Despite Saakashvili Prosecution, Georgia Moves West

Despite Saakashvili Prosecution, Georgia Moves West
Former Georgian president Mikheil Saakashvili makes a speech during Yulia Tymoshenko's party congress in Kiev, Ukraine, March 29, 2014 (AP photo by Efrem Lukatsky).

Last month, Georgian prosecutors filed charges against former President Mikheil Saakashvili for misallocating public funds while in office. These were only the latest in a series of allegations against Saakashvili this summer, including the charges that the former president exceeded his authority in cracking down on a mass demonstration and ordering the police to raid a TV station in 2007.

Saakashvili—who in recent months has steered clear of Georgia—has accused the government, led by the Georgian Dream party that defeated his United National Movement at the polls in 2012, of political motives. The U.S. State Department has voiced concern over “the risk that politicized prosecutions would pose for Georgia’s democracy.” At the same time, Russian state media has gleefully promoted stories of Saakashvili’s alleged corruption. For both the U.S. and Russia, Saakashvili is no ordinary politician. His American education, frequent media denunciations of Russian President Vladimir Putin and highly controversial role in the 2008 Russo-Georgian War have all made him popular in Washington and despised in Moscow.

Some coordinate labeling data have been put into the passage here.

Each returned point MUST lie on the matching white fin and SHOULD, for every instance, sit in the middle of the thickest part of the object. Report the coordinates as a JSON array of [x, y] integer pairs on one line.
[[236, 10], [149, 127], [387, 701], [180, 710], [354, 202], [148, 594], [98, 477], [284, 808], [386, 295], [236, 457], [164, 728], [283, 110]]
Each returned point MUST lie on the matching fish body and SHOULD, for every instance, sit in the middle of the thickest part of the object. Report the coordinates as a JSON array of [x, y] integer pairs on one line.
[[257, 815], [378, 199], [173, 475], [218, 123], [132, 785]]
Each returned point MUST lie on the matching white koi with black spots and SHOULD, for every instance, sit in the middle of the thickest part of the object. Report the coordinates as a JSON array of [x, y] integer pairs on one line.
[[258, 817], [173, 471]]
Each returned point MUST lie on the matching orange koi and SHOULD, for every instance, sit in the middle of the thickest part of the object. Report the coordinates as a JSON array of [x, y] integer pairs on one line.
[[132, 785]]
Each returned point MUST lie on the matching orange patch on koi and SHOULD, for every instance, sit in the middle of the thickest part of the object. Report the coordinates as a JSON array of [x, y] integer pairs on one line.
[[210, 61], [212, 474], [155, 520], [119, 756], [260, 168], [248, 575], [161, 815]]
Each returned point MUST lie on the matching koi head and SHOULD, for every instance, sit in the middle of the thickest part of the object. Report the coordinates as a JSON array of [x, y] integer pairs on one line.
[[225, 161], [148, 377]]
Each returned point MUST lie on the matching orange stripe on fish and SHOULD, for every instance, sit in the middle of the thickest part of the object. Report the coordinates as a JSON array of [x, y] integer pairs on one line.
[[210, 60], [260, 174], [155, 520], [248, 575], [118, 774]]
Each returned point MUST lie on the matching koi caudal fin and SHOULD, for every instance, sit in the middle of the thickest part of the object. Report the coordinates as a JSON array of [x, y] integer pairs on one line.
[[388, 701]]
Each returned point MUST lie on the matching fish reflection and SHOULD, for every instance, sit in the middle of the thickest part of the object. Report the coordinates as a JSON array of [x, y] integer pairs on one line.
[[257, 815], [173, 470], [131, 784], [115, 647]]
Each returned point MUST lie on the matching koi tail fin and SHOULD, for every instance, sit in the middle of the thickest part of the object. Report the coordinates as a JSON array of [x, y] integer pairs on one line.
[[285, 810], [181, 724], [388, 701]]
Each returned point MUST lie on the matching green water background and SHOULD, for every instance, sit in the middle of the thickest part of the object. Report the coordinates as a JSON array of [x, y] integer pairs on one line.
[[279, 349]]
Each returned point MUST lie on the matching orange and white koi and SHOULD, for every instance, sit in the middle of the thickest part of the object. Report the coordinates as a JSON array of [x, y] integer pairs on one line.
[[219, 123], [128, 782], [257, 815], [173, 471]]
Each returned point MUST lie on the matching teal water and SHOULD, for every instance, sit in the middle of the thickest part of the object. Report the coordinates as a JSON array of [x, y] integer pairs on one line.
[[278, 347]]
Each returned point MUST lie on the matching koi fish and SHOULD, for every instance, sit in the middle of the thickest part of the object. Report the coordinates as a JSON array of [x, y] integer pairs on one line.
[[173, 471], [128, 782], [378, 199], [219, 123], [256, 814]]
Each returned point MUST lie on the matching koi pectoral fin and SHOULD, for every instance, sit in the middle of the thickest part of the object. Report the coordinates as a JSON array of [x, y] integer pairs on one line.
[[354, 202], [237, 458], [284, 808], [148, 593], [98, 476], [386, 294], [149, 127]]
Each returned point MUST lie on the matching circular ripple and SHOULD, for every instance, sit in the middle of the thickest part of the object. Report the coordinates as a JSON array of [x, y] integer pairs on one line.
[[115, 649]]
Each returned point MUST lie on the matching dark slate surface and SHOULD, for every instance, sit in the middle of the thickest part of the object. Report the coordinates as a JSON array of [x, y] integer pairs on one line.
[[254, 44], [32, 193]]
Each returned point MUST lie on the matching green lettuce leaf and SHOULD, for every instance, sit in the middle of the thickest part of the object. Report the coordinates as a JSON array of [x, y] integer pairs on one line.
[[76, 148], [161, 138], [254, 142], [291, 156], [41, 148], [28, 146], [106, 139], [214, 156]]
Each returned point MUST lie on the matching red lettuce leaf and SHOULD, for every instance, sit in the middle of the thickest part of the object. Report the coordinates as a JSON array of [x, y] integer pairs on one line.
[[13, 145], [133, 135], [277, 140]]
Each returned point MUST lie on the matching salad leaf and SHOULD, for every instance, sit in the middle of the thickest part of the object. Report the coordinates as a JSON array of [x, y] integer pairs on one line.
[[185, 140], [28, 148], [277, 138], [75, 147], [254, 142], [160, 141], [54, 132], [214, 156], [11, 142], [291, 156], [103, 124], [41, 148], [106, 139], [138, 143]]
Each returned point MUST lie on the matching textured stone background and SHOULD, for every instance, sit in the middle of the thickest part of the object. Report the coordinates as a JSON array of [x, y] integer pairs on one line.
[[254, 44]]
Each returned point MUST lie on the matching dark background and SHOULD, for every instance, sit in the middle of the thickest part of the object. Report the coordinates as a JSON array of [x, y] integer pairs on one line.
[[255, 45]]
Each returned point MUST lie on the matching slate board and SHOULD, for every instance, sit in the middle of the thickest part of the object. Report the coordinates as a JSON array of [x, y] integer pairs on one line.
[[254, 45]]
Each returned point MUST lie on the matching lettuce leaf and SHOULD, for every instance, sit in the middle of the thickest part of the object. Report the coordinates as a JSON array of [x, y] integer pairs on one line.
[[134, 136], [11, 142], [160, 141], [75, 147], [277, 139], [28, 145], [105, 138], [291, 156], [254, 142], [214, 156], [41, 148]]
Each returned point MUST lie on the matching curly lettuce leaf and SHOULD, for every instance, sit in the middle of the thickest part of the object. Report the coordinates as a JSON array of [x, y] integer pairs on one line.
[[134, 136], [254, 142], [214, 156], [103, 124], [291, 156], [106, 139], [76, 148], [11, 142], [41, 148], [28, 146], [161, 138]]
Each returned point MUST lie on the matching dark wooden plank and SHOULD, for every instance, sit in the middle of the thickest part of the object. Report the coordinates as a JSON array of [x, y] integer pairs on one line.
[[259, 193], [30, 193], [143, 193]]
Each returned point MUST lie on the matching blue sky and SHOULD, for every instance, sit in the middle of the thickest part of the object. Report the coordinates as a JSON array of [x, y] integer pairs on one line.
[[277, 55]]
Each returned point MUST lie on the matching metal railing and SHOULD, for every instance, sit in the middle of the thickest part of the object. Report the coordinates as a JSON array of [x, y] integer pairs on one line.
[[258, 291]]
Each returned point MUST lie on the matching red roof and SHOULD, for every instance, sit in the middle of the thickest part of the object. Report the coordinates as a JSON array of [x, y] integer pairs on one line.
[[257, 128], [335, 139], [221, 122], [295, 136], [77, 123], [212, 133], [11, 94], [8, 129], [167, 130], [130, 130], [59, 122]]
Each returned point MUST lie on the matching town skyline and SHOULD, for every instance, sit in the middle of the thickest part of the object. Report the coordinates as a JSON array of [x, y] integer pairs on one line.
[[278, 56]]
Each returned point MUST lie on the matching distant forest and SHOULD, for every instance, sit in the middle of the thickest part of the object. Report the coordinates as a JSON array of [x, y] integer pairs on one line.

Allegations of corruption and human rights violations—including a major prison abuse scandal—dogged Saakashvili throughout his two briefly interrupted terms in office from 2004-2013. This period also saw Georgia significantly privatize its economy and pursue strong military ties with the U.S., including increasingly active participation in the Afghanistan and Iraq wars. The 2008 war—in which Georgia fired on Russian peacekeepers in the disputed enclaves of Abkhazia and South Ossetia, triggering a brief Russian invasion and the Kremlin’s recognition of those enclaves as independent countries—reflected Saakashvili’s misplaced confidence that the U.S. would come to Georgia’s aid. In retrospect, it looks like a test run for the ongoing war in Ukraine. Both wars demonstrate the risks facing any former Soviet republic that attempts to pursue integration with the European Union or NATO, as Russia’s determination to prevent this outcome has so far exceeded the West’s commitment to its potential partners.